So many in the film blogosphere were once again recently set into an uproar by the latest “Rogue One” trailer, scouring the edge and background of every frame to pick out easter eggs, or pouring over what was in the center of the frame to speculate on how this connects to that and what this character is doing in relation to that character and whether x is still y after it has been obliterated by an Ion cannon, etc. This might be my cue to make fun, to lob insults, to fire off tweets about this dumbing down of movie discourse, or some such. But to do so would make a hypocrite. It would make me a hypocrite not because I have any interest in speculating on the deeper meaning of the “Rouge One” trailer; it would make me a hypocrite because I have a lot of interest in speculating on the deeper meaning of the recent photos snapped of universal empress Kylie Minogue on set of her latest film de cinema venture, Stephan Elliot’s “Flammable Children.”
A synopsis for “Flammable Children” at the site for the film’s distributor, WestEnd Films, explains: “Australia, 1975. The beach suburb of Dee Why is a place that revolves around surf mats, baby oil, boxed wine and the new miracle of Kentucky Fried Chicken. 14 year-old Jeff tries to find his feet in a world changing faster than his hormones, and deal with his crush on shy and sensitive girl-next-door Melly. When the beach town suddenly hits the spotlight after the body of a 200-ton whale is washed ashore, Jeff and Melly think it’s the biggest thing that ever happened in their lives.” That sounds all well and good, a little nostalgic, a little quirky, but promising. But then it gets really good. “Meanwhile, their eccentric parents are catching up with the sexual revolution that has also washed up on Australia’s beaches. And just like the decaying whale, it’s all about to go spectacularly wrong.” I mean, look at this photo that recently caught Kylie on set; that looks like everything going spectacularly wrong. That Kylie suggests Sigourney Weaver of “The Ice Storm” as Allison Janney of “The Way Way Back” wrapped up in the essence of Gena Rowlands of “A Woman Under the Influence” with subtle notes of Naomi Watts when she really dials up her peerless version of indignation.

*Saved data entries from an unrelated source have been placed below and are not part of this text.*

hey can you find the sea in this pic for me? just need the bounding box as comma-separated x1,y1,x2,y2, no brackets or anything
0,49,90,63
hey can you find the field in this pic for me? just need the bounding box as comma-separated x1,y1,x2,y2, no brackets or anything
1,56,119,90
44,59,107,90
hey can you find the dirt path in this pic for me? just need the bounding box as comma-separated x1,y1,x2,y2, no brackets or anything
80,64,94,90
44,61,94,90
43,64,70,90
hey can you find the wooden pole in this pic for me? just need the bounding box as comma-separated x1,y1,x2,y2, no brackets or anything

I remember when my friend Daryl and I were talking about my theoretical Kylie roles for “San Andreas” and I realized that when I dream up parts for Kylie I unintentionally stifle any possibility of those parts possessing actual dimension because actual dimension suggests flaws and Kylie Minogue’s universal empressness suggests flawlessness. When I see Kylie I see angelic pop perfection, I do not see the doubts that must lurk inside, as they lurk inside all of us. Indeed, those doubts do lurk inside Kylie, as her brief indie period in the 90s showed, which was sandwiched between her more famous and prosperous bouts of unassailable disco pop positivism. And look, we Kylie-ites need that disco pop positivism. Her music washes the sins from our hands. Still, that does not mean we are unaware that she is human, that she puts on her gold hotpants one leg at a time just like the rest of us. We get it. We love to lose ourselves in her grooves so much that we cannot help but double over in pain when we hear her on the “Impossible Princess” opener “Too Far” when singing “Can I smash all of this open / Can I pass the hurt with a little pain / I wanna see all of it crumble.” I wanna see all of it crumble. Boy is that different from “Step Back In Time” Kylie expressing I want to funk.
Crumbling is what Kylie looks like she is doing in that photo. Aside from “Holy Motors”, where she was more Eliza Day than Impossible Princess, on screen Kylie has never been asked to do much of anything. This photo suggests less nothing and more something, and good for her, just so long as after she crumbles, she puts herself right back together again. We, the hapless, will always need Kylie of magical moonbeams and purifying exultation.